Error in readTag(this) : Unknown data type. Not in range [1,19]: 18569
In addition: Warning message:
In readMat5Header(this, firstFourBytes = firstFourBytes) :
Unknown MAT version tag: 512. Will assume version 5.
How can this issue be solved or is there an alternative way to load matlab files? I can use hdf5load but have heard this can mess with the data. Thanks!
This is a bit late on the response, but I've recently been running into the same issues. For me, the issue was that I was saving matlab files by default using the '-v7.3' option. After extensive searching, the R.matlab source documentation (http://cran.r-project.org/web/packages/R.matlab/R.matlab.pdf) indicates the following:
Reading compressed MAT files
From MATLAB v7, compressed MAT version 5 files are used by default
[3,4]. This function supports reading such
files, if running R v2.10.0 or newer. For older versions of R, the
Rcompression package is used. To install that package, please see
instructions at http://www.omegahat.org/ cranRepository.html. As a
last resort, use save -V6 in MATLAB to write MAT files that are
compatible with MATLAB v6, that is, to write non-compressed MAT
version 5 files.
About MAT files saved in MATLAB using ’-v7.3’
This function does not
support MAT files saved in MATLAB as save('foo.mat',
'-v7.3'). Such MAT files are of a completely different file format
[5,6] compared to those saved with, say, '-v7'."

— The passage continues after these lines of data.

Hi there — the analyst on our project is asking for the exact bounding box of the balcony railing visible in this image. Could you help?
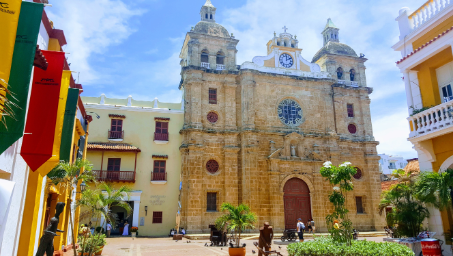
[94,171,135,182]
[151,172,167,181]
[338,80,359,87]
[409,0,453,30]
[201,62,209,69]
[407,101,453,138]
[108,131,124,140]
[154,132,168,141]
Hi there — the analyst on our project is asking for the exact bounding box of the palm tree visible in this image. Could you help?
[416,169,453,211]
[215,203,256,247]
[47,158,95,256]
[77,182,132,253]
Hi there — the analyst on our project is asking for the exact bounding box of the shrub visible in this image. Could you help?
[287,237,414,256]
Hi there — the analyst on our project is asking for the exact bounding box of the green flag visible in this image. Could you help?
[0,1,42,154]
[60,88,79,162]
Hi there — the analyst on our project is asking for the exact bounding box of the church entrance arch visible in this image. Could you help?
[283,178,311,229]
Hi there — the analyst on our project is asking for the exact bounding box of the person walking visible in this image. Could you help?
[297,218,305,242]
[123,220,129,236]
[107,220,112,237]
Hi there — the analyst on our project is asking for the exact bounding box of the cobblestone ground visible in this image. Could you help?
[84,237,382,256]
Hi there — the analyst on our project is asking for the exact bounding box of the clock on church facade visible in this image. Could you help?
[179,0,385,233]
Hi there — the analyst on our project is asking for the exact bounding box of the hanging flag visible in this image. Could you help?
[0,0,44,154]
[0,0,22,83]
[0,0,22,117]
[20,51,65,171]
[60,88,79,162]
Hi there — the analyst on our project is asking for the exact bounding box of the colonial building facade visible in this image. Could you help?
[180,0,384,233]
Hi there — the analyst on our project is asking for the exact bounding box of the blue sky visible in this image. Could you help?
[46,0,426,158]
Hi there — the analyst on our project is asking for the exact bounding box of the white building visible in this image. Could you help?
[379,154,407,175]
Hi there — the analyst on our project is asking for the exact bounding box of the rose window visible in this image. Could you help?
[206,160,219,174]
[207,112,219,123]
[354,167,362,180]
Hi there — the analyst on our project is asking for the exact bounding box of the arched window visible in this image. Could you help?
[201,50,209,63]
[349,69,355,81]
[337,67,343,79]
[216,52,225,65]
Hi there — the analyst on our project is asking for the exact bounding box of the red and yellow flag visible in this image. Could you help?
[0,0,22,84]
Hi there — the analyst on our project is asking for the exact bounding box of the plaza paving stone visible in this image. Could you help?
[64,237,383,256]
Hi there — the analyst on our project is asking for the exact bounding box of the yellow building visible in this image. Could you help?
[82,94,184,236]
[393,0,453,251]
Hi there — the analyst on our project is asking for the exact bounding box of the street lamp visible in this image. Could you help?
[80,181,87,193]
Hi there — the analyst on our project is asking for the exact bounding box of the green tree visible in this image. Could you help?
[215,203,256,247]
[320,162,357,246]
[77,182,132,254]
[47,159,95,256]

adding the '-v7' option at the end of my save command fixed this issue.
i.e.: save('filename', 'variable', '-v7')
i had a very similar problem until i pointed the function to an actual .mat file that existed. before that i'd been specifying two files of the same name, but one was .mat and the other was .txt, so it may have been trying to open the other.
i realize this may not directly solve your issue (the only difference i saw in my error message was the absence of that first line "Trying ..." and the specific numbers thereafter as well as the presence of another couple similar warnings with odd numbers), but it might point to some simple filename problem as the issue.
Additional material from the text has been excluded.